Method: 8 confederates acted as pseudopatients, going to 12 different hospitals. The real participants were the hospital staff who did not know about the experiment. The pseudopatient called the hospital for an appointment. When they arrived they complained of hearing voices saying “empty”, “hollow” and “thud”. They said that the voices were unclear, unfamiliar and of the same sex as the pseudopatient. Pseudopatients gave false names, occupations and symptoms, but gave real life histories. Once on the ward, the pseudopatients stopped pretending symptoms, behaved normally and wrote observations. Pseudopatients were discharged only when they convinced staff that they were sane.

Results: On admission, staff diagnosed 11 pseudopatients with schizophrenia, and one with manic-depression. Staff never detected their sanity. Nurses reported their behaviour as showing “no abnormal indications”, but did interpret their behaviour in the context of their diagnosis (see conclusion). The average hospital stay was 19 days. All pseudopatients were discharged with diagnosis of schizophrenia ‘inremission’. 35 real patients detected sanity (e.g., saying “You’re not crazy”).

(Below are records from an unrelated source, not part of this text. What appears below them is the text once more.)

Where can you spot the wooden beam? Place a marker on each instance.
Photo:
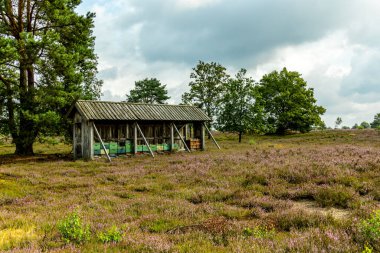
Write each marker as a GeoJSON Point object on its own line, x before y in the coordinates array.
{"type": "Point", "coordinates": [212, 137]}
{"type": "Point", "coordinates": [146, 142]}
{"type": "Point", "coordinates": [180, 136]}
{"type": "Point", "coordinates": [134, 138]}
{"type": "Point", "coordinates": [171, 137]}
{"type": "Point", "coordinates": [101, 141]}
{"type": "Point", "coordinates": [202, 130]}
{"type": "Point", "coordinates": [74, 141]}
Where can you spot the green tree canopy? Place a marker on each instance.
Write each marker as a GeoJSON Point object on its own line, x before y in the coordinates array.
{"type": "Point", "coordinates": [149, 91]}
{"type": "Point", "coordinates": [338, 121]}
{"type": "Point", "coordinates": [206, 86]}
{"type": "Point", "coordinates": [47, 62]}
{"type": "Point", "coordinates": [237, 106]}
{"type": "Point", "coordinates": [376, 121]}
{"type": "Point", "coordinates": [287, 103]}
{"type": "Point", "coordinates": [365, 125]}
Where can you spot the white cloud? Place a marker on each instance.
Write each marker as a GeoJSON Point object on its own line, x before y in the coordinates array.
{"type": "Point", "coordinates": [194, 4]}
{"type": "Point", "coordinates": [334, 45]}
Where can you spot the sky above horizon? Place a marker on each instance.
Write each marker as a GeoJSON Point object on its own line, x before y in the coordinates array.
{"type": "Point", "coordinates": [334, 44]}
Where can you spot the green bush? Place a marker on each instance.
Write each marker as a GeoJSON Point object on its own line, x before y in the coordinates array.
{"type": "Point", "coordinates": [73, 230]}
{"type": "Point", "coordinates": [286, 221]}
{"type": "Point", "coordinates": [259, 232]}
{"type": "Point", "coordinates": [370, 230]}
{"type": "Point", "coordinates": [113, 234]}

Conclusion: Psychiatric staff cannot always distinguish sanity from insanity. Any diagnostic method that makes such errors cannot be very reliable or valid. However, physicians may not identify sanity because it is less risky to diagnose a healthy person as sick than vice versa. So therefore situational factors do affect diagnosis. Normal behaviour was interpreted in the context of illness (e.g., nursing records suggest writing is pathological). Staff reversed some diagnoses due to the situation (expecting pseudopatients). Staff may be more likely to reverse diagnoses when risks are high (e.g., loss of professional esteem). Essentially Rosenhan’s research showed that psychiatrists cannot reliably tell the difference between an insane and sane person, calling into question the reliability of a schizophrenia diagnosis. ‘Normal’ behaviour was misinterpreted as ‘abnormal’ to support their idea that the pseudopatients had a mental illness. This suggests the validity of psychiatric diagnoses was low and the DSM was flawed.